Re: (reiserfs hang at boot) where is the kernel debugger?

2000-10-03 Thread Keith Owens

On Tue, 3 Oct 2000 12:32:37 -0300 (BRST), 
Rik van Riel <[EMAIL PROTECTED]> wrote:
>On Wed, 4 Oct 2000, Keith Owens wrote:
>> Rik van Riel <[EMAIL PROTECTED]> wrote:
>> >Sysrq-T is broken on x86 ;
>> 
>> show_task() calls thread_saved_pc() which is giving bad results.
>> Getting the correct PC for blocked threads is easy,
>> But it does not give you much.  Thread esp and eip are only
>> saved during switch_to(), at which point eip always points to
>> schedule+0x42c.
>
>Yup ;)
>
>So this function will need to look at the call trace and
>give the function that called schedule() ...
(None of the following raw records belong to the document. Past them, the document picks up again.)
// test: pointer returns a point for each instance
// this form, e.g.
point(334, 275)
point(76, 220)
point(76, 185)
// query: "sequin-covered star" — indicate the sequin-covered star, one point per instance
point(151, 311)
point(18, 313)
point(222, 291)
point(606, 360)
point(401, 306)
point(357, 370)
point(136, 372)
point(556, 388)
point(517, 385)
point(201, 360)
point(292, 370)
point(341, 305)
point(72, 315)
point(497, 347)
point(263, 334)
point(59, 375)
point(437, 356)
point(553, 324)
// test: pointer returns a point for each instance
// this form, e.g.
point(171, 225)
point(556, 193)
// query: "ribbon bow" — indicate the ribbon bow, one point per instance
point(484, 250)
Shudder.  I had to do that for kdb and it is as ugly as sin.  See
kdba_prologue and kdb_get_next_ar in the kdb patch, especially the
comments at the start of kdb_get_next_ar.  ix86 back trace has special
cases galore.  This is why an oops dumps so much rubbish in the "call
trace" on ix86, it is just too hard to get a correct call trace so we
print anything on stack that might be a kernel or module address and
expect the user to filter out all the false positives.

Also bear in mind that for running threads you have no idea where the
stack pointer is, esp is not saved in the process table unless the
thread blocks.  So sysrq-T cannot even think about looking at the stack
for running threads on other cpus unless you force them to block first.

-
To unsubscribe from this list: send the line "unsubscribe linux-kernel" in
the body of a message to [EMAIL PROTECTED]
Please read the FAQ at http://www.tux.org/lkml/



Re: (reiserfs hang at boot) where is the kernel debugger?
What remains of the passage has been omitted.